The key point for all of this planning was to ensure I had a solid story with real motivation to solve the puzzles along the way. It was to also avoid some of the pain of my previous games, which tended to evolve organically and spiral out of scope.

The godfather of the Point and Click Genre Ron Gilbert swears by the PDC or puzzle dependency chart for this very task, something pivotal to creating a cohesive adventure game with multiple concurrent tasks and a feeling of progression for the player.

Not actually a PDC (that would give the game away!) but a narrative flow of the key story points

Without his wise teachings from his blog and his work on the SCUMM engine, (leading to the incredible Monkey Island games) I doubt I’d ever have got into this stuff in the first place.

Thanks Ron.

Know your limits – (yes you)

If there’s something I learnt from making my previous adventure game Something Fowl Afoot it’s to set realistic goals. I actually started writing that game over 10 years ago as a quick free time project and ended up sinking thousands of hours into hand drawn animation, coding and narrative which over it’s lifetime was ported and rewritten in at least 2 different engines and languages.

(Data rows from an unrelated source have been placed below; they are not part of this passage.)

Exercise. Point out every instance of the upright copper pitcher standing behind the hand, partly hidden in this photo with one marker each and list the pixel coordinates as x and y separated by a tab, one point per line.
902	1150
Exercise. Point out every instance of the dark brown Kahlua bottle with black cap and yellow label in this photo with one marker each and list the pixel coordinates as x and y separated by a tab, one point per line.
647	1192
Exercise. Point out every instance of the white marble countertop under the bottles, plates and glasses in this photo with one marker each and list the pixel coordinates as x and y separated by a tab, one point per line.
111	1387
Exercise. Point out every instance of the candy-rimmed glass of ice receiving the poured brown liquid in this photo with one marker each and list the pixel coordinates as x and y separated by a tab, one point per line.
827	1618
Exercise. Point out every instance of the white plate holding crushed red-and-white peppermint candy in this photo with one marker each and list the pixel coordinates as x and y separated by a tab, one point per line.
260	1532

It was a painful realisation the day I decided to set it free that I’d lost control of it and couldn’t even properly bug test it anymore. It had got out of control and to this day I still wish I could fix it’s problems and release it.

Everyone I’ve ever followed in the indie game community says the same thing.. SET REALISTIC GOALS but nobody (including me) ever listens.

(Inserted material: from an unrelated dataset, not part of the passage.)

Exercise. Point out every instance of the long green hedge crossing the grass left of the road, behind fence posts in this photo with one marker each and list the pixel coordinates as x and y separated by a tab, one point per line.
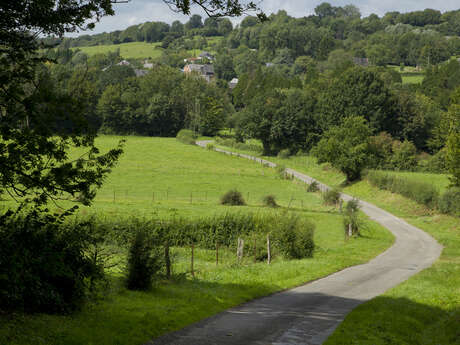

The problem is many of us are perfectionists and we want the thing we’re creating to look, play and sound as good as it can, we dream big, we aim high.. and that makes the fall more painful when it inevitably comes.

The honest truth is with a busy fulltime job, family life and two stupid dogs to entertain, you have to reign in your ideas… just a little.

So this time I’m approaching things a little differently…

Firstly I’m using UNITY, something I’ve been using professionally in my fulltime job for years. It’s an engine and a language (C#) that isn’t going away, with great bug testing tools and addons to speed up the development time.

Secondly, this time I’m not creating the graphics from scratch, I’m leveraging on the incredible skills of the larger UNITY community and paying some of those talented content creators for their brilliant models and then adapting and editing them myself, making a few bespoke special things on the way.

This means a new graphical style which is a departure from my usual hand-drawn method from my previous games like Fantasy Quest, but I’m really pleased with the way things are looking a few months in.

So here I go, promising myself not to aim too high, not to dream too big.